In August 2024, Disebo Motaung, a director at the municipality, came under fire after making a ‘kill the boer’ comment, referring to Dubul' ibhunu on a senior managers WhatsApp group. The matter was reported to the South African Police Service for investigation and then referred to the SA Human Rights Commission. Fraud case was opened against Nketoana municipality speaker for ‘suspect travel claims’ in the same month.

In September 2024 the mayor faced R17m nepotism allegations. On 8 October 2024 top municipal employee was charged with fraud after the allegation of approving a car allowance for unqualified employee.

On 24 October 2024 municipal manager Mokete Nhlapo suspended one of the general employee Mangaliso Hlongwane who accused him of fraud and corruption.

On the 10th April 2025 Nketoana local municipality charged one of its employees for the information that was leaked on social media.

In May 2025 the municipality was in the news for its allegedly irregular appointments. It was reported that the municipality advertised 43 open vacancies but ended up hiring 71 people, most of whom were never interviewed, while some were friends and family of the municipal employees.
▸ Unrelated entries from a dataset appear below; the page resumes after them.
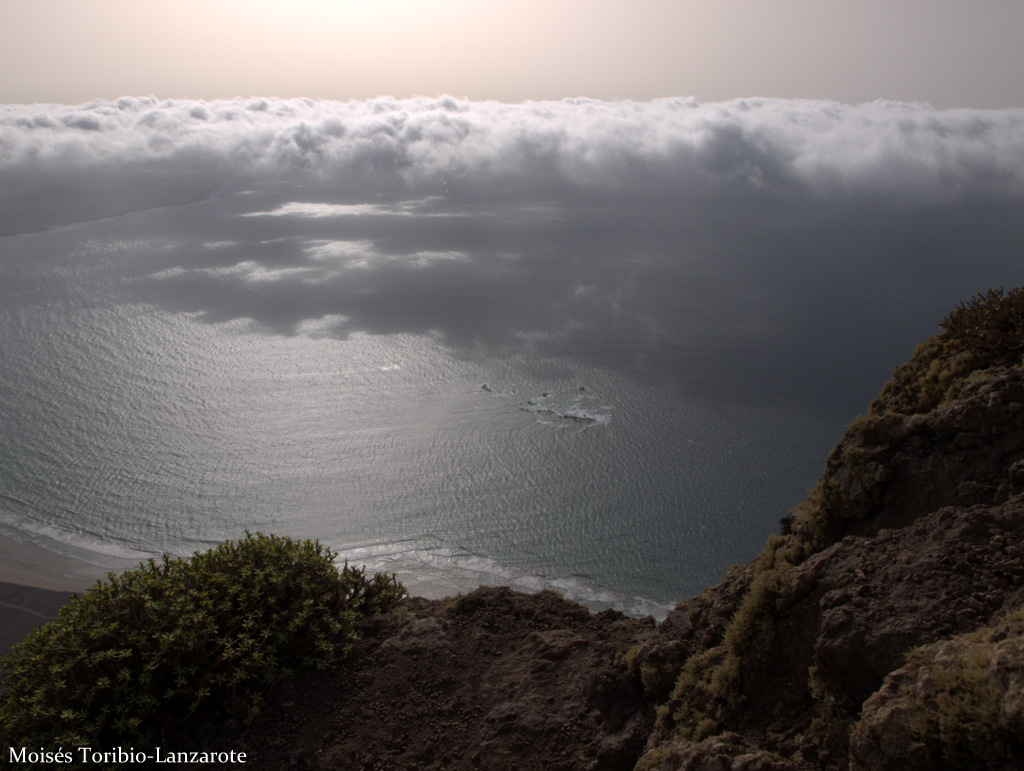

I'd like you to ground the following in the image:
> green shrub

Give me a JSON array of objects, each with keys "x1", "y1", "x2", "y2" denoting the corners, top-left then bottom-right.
[
  {"x1": 939, "y1": 288, "x2": 1024, "y2": 363},
  {"x1": 0, "y1": 532, "x2": 406, "y2": 748}
]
Nketoana has since turned to the high court to have the re-instatement of general workers dismissed. As of July 2025, Nketoana was one of seven worst-run municipalities in the country due to bad administration that cost the municipality over R500 million . In August 2025, The ANC Provincial Executive Committee resolved to fire leaders in the underperforming local governments to address governance failures, corruption, and service delivery challenges ahead of the 2026 local elections.Nketoana is one of those municipalities affected.

In September 2025 ,Nketoana Local Municipality mayor and municipal speaker resigned from their positions. This comes after the corruption that is going on at the municipality.